The Lesson (2015)
Director: Ruth Platt
Starring: Robert Hands, Evan Bendall, Michaela Prchalová, Dolya Gavanski, Tom Cox & Rory Coltart
Released by: Scream Factory
Reviewed by Mike Kenny
Imported from England, The Lesson offers a promisingly taut setup of reprimanded disobedience from first time filmmaker Ruth Platt before shades of familiarity untether its agenda. When disrespectful students Fin (Evan Bendall and Joel (Rory Coltart) push the limits of their rowdy classroom behavior too far, their English teacher Mr. Gale (Robert Hands, Charlotte Gray) vows to educate them at terrifying costs. Kidnapped and bound to a table, Mr. Gales’ unorthodox teaching methods subjects the conscious Fin to a rapid-fire scurry of definition searches met with nails impaled through his bloodied hands should time run out. Waxing intellectual on a variety of topics from Charles Dickens to totalitarianism, Fin’s hallucinations of his deceased mother and a blood splattered Joel assisting his captor clouds his thinking that will be essential to his survival. Developing commendable character development of the troubled youths including Fin’s broken home situation and lust for his older brother’s girlfriend Mia (Michaela Prchalová), The Lesson’s true tour de force belongs to Robert Hands whose motives may be simplistic and monologues occasionally longwinded, demands the viewers strictest attention like a whip-wielding dictator. Achieving moments of genuine suspense, The Lesson ultimately feels all too familiar to the tired torture-horror antics popularized in America over a decade ago with only the witty nuttiness of its antagonist truly separating itself from the pack.

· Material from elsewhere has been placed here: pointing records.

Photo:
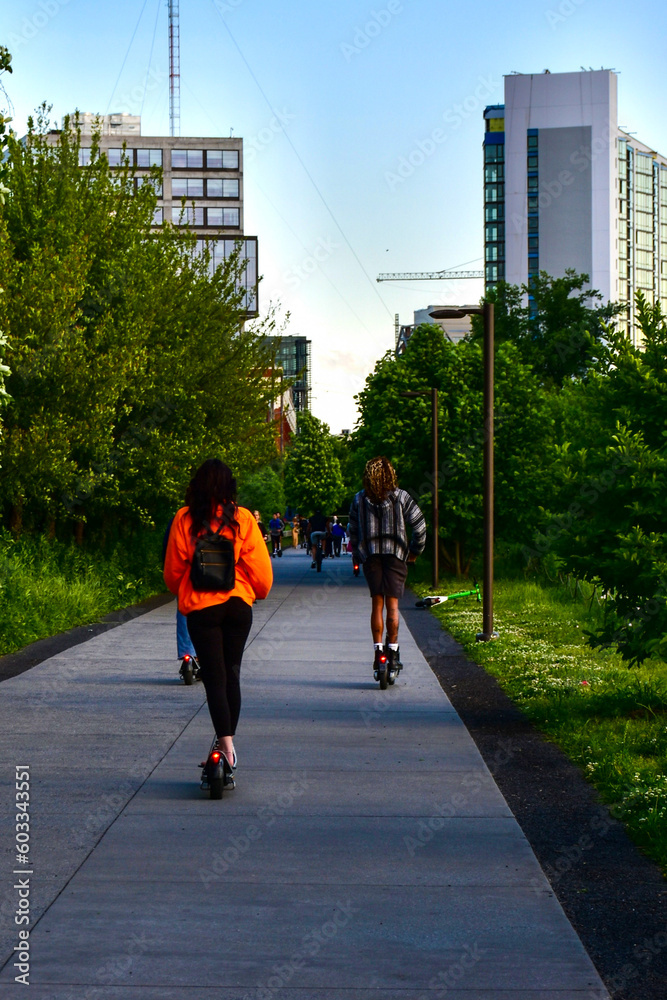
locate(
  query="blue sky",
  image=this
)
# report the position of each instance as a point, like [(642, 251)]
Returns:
[(332, 97)]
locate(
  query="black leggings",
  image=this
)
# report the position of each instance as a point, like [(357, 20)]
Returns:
[(219, 636)]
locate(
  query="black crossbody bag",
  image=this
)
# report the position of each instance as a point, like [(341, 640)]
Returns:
[(213, 564)]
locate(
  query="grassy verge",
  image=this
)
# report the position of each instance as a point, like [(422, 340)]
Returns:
[(609, 719), (47, 587)]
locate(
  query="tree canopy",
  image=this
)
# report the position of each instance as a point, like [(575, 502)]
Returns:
[(313, 478), (130, 360)]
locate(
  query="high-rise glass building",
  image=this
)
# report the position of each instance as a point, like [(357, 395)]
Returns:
[(565, 187), (202, 184), (293, 357)]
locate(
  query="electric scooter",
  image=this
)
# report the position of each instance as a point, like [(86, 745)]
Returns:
[(216, 773)]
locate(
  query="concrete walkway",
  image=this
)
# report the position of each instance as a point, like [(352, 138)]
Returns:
[(366, 851)]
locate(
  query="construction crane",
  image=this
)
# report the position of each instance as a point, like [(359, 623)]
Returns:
[(430, 275)]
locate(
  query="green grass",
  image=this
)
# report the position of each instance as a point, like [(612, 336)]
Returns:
[(47, 587), (609, 719)]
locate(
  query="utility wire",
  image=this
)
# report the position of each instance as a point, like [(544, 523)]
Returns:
[(150, 58), (287, 225), (310, 177), (136, 27)]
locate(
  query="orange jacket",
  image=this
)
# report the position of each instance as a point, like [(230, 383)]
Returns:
[(254, 575)]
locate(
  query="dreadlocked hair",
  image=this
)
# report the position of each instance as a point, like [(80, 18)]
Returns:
[(212, 487), (379, 479)]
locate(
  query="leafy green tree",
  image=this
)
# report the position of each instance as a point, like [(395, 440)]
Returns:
[(560, 331), (400, 428), (130, 361), (264, 491), (606, 523), (313, 478)]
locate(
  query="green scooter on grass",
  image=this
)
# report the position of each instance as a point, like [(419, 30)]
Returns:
[(430, 602)]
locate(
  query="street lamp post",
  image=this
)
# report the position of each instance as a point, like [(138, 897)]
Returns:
[(487, 311), (433, 393)]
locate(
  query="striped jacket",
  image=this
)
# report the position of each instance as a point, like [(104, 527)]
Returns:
[(380, 529)]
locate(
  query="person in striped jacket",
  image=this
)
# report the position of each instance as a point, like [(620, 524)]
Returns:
[(380, 515)]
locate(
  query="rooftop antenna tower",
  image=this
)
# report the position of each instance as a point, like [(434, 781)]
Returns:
[(174, 69)]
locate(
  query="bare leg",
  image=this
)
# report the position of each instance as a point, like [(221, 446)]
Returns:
[(392, 620), (377, 624)]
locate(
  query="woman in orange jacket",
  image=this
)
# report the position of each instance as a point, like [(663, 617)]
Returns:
[(218, 620)]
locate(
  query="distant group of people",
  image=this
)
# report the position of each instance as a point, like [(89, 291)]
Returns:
[(216, 603)]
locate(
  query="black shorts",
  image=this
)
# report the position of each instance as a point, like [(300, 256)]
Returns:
[(385, 575)]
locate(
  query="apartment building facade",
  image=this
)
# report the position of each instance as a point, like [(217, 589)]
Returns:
[(202, 184)]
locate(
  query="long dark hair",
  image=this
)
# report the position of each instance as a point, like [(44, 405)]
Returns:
[(212, 486), (379, 479)]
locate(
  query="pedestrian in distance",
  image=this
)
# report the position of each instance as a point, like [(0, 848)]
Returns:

Scream Factory presents The Lesson with a 1080p transfer, preserving its 1.78:1 aspect ratio. Shot digitally, skin tones are immaculately handled while, tight shots exposing sweat beads, dripping blood and Mr. Gale’s fogged eyeglasses are all sharply detailed. Although flashbacks presented in black and white are relayed with an expected deepness, instances of digital artifacts creep their way into several sequences that while not deal-breaking, surely make their presence known. Equipped with a DTS-HD Master Audio 5.1 mix that prioritizes dialogue (with the optional English subtitles coming in handy for some of the actors’ thicker accents), the agonizing screams of the film’s victims to the quieter ambiance at Fin’s home and surrounding neighborhood streets demonstrate the effective ranges of the track. In addition, an optional DTS-HD Master Audio 2.0 mix is also included. Virtually nonexistent, the film’s Trailer (1:38) serves as the sole on-disc special feature while, a Reversible Cover Art is also provided. Not quite the arthouse shocker it’s hailed as, The Lesson demonstrates the encouraging chops of its maker while, its delivery of imprisoned hooligans subjected to torturous enlightenment grows faint quickly and stands as a reminder of a recycled genre already beaten to death. Worthy of commendation for Hands’ performance and well-handled development of its youthful characters, The Lesson doesn’t teach anything new but, makes a strong case for respecting educators who are dying to inspire young minds.